Is the operational power of the MİT increasing?

If a genie come was to come out of Aladdin’s magic lamp and tell the heads of the intelligence organizations of Western democratic countries “Make your wish,” it may get the answer “6532” from many of them.

6532 is not an intelligence code. This figure is the number of the law that passed through Turkey’s Parliament on April 17 concerning amendments to the Law on State Intelligence Services and the National Intelligence Organization (MİT).

This new legislation, which is now awaiting the approval of President Abdullah Gül, changes several articles of the MİT Law No. 2937, which had been prepared by the military regime on Nov. 1, 1983. It also introduces a series of new articles.

As a general observation, it is possible to say that this new law expands the jurisdiction of the MİT, introducing broader freedom of movement. The entire problem is concentrated in the questions of how carefully it respects the principles of a democratic constitutional state, and to what extent the rights and freedoms of citizens are protected.

Of course, to be able to assess what this new law means, one needs to remember the conjuncture from which it has come. We can consider the new MİT law to be a step that the Dec. 17 process triggered on the governmental front. This law, just as the amendments introduced to the HSYK law, is the last of the series of strategic steps taken by the government against the Gülen community’s harsh move targeting the government.

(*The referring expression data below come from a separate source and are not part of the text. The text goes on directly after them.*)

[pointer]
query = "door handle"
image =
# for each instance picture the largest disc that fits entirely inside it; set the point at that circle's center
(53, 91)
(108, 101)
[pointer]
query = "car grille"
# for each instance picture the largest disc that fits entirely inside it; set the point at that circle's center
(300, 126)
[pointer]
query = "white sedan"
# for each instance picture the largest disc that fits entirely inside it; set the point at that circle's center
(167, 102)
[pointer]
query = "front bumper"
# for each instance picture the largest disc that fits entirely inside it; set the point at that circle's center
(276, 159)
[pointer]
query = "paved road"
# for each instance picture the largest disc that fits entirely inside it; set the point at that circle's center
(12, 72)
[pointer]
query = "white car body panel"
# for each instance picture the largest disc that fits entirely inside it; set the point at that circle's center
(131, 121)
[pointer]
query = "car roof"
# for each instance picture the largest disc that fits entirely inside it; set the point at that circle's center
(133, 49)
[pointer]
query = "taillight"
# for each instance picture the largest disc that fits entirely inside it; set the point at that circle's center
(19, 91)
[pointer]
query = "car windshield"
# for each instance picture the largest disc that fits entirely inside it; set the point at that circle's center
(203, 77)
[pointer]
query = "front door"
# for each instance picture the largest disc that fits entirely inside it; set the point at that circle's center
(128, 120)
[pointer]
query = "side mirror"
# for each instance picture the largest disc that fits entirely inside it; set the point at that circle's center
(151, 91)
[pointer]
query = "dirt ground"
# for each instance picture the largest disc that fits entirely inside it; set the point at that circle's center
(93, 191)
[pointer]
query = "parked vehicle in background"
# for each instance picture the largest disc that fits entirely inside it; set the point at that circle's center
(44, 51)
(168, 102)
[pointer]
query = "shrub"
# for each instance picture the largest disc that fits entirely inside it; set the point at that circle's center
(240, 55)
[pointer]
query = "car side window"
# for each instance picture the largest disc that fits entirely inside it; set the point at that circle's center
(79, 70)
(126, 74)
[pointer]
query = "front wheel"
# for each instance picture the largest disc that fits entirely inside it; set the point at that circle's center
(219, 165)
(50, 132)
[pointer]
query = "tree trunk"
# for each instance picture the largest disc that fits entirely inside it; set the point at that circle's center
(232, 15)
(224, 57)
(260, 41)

One of the issues is that while, at one time, there was a debate on separating domestic and international intelligence affairs, we have now reached a place where - particularly as an extension of the fight between the government and the Gülen community - the MİT’s domestic functions have been further strengthened.

When we look at the duties of the MİT in the new law, we see a vague situation. This law adds a new article to the MİT’s duties as being to “carry out the duties assigned by the Cabinet on matters concerning external security, the fight against terror, and national security.”

In the 1983 law, actors such as the president, the National Security Council, the chief of general staff, and the prime minister were listed as the interlocutors of the institution. In the new arrangement, however, it is the government - in other words the prime minister - who emerges in the most central and determinant position directing the MİT.

The issue here is that several activities – including operational ones - will be able to be included in this broad definition, which has both domestic and international dimensions.

Actually, the former system did not openly grant any operational power to MİT, but the institution was still quite capable of conducting external operations. These kinds of operations – like the failed 1996 assassination attempt against Abdullah Öcalan in Damascus – were projects carried out with the political approval of prime ministers.

Nevertheless, the MİT’s domestic operational power was always extremely limited. It was able to conduct only counter-intelligence activities domestically. According to the MİT website, members of the MİT were able to use the rights and powers given to the security forces in general to protect their facilities and members, and to conduct counter-espionage activities.

This legal framework gave the MİT power to respond with an armed operation against another country’s secret service’s espionage activities in Turkey. Apart from that, anti-terror operational powers were only given to the police and the gendarmerie.

When this is taken into consideration, we see that the new law brings a broader framework to the government’s authority to assign the MİT over matters of external security, the fight against terror and national security.

No doubt, other questions such as how this expression will be interpreted, how it will be applied in connection with this, where the operational authorization boundaries will stop, and what kind of organizations and structures will be targeted in these assignments, are critically important.

The government wing in the parliamentary debate stated that the MİT’s domestic policing powers were limited to espionage crimes, trying to refute criticism that operational powers had been broadened.

However, in a field where confidentiality dominates entirely, and where practices are arranged with even more confidential regulations, these kinds of abstract assurances cannot be regarded as adequate.